While there are variations in etiquette for Jewish funeral services, the basic principle is respect. Clothing should be modest and subdued in colour, with many people choosing to wear black. Male guests are expected to wear a jacket and tie with a Yarmulke, a skullcap with women also covering their heads, although that is not compulsory, and wearing conservative clothing. Immediate family members will often wear a black ribbon. At a later time, this is cut to symbolise moving forward after someone’s death.

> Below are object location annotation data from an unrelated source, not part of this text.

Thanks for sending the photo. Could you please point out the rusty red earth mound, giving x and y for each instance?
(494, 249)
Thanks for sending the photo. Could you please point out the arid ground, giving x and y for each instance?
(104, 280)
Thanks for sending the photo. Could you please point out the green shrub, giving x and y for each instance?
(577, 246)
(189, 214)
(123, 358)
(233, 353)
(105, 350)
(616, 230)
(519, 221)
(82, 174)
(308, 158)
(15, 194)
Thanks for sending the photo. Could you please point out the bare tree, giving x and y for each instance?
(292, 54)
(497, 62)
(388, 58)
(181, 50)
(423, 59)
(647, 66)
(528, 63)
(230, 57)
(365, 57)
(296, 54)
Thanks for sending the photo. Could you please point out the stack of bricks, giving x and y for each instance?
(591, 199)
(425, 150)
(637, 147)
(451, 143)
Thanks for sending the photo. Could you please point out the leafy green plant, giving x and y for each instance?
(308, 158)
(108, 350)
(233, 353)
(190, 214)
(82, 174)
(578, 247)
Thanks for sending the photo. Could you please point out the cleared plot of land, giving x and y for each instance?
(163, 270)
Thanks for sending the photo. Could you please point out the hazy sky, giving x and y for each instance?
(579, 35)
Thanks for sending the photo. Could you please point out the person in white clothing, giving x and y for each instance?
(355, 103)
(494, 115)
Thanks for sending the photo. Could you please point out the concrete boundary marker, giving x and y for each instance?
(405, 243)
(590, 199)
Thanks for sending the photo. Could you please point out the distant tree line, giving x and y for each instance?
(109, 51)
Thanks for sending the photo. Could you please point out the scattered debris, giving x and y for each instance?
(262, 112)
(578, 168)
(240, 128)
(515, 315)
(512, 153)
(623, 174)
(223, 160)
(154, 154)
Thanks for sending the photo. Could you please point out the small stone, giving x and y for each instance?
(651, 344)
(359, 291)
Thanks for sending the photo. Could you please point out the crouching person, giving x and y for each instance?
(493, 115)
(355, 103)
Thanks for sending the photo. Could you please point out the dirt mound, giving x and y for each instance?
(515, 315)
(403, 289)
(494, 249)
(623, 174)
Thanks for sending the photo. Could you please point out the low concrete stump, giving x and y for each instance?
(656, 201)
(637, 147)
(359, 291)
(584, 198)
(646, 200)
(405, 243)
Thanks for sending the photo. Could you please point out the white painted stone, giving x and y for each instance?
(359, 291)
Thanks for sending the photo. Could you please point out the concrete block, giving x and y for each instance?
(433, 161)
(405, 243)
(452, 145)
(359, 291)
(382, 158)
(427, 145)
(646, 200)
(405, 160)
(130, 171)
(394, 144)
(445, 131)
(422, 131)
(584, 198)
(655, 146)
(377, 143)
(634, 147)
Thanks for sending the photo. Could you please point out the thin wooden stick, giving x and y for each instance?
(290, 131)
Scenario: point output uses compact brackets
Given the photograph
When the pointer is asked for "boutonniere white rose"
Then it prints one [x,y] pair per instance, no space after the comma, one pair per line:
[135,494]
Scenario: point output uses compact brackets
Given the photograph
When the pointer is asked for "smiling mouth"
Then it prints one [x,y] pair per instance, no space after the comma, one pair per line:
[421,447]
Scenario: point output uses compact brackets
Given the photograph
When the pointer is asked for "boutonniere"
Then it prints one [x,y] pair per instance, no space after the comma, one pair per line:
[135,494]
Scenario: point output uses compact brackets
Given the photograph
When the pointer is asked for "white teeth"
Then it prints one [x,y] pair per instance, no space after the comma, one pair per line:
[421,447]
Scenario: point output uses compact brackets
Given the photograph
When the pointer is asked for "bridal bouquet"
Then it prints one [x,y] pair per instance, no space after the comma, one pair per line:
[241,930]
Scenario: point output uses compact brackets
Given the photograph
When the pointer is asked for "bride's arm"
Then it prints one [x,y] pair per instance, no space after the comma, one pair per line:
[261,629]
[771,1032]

What happens after a Jewish funeral?

After the burial, a reception is usually held either at the synagogue or in the bereaved family’s home. Tradition may require mirrors to be covered in the house, removing distraction and encouraging focus on the deceased person.

There is then a mourning period of seven days called ‘Shiva’, which means ‘seven’ where other customs such as lighting a candle are observed. During this period, the mourner’s family receives guests and together they recite the mourner’s Kaddish, reflecting on their loss. There is a second period of mourning known as ‘shloshin’, which last for 30 days. During this time, the family goes back to their usual routines and will recite prayers and daily hymns. A candle is lit on the anniversary of the death and left to burn for 24 hours, known as Yahrzeit.

Non Jewish mourners

Black is traditionally worn as a Jewish funeral, although dark colours are also considered appropriate. The clothing must always be respectful and conservative. Sending flowers is not considered appropriate and is discouraged. Donations are encouraged, normally to a charity that the deceased supported, or one chosen by the family. Food is always welcomed, particularly kosher.

Changes to the traditional funeral service

While Orthodox and Conservative Jews prohibit cremation, Reform Jews have accepted cremation, and it is growing in popularity. Some traditional customs have been modified under Reform Judaism. Organ donation and donating a body to medical science are both widely accepted in Judaism and this practice is viewed as a good deed (‘mitzvah’). However, routine post-mortems are not accepted and are seen as a desecration of the body. Where a post-mortem is necessary for legal reasons, a Rabbi should be present, and non-invasive techniques should be used where possible.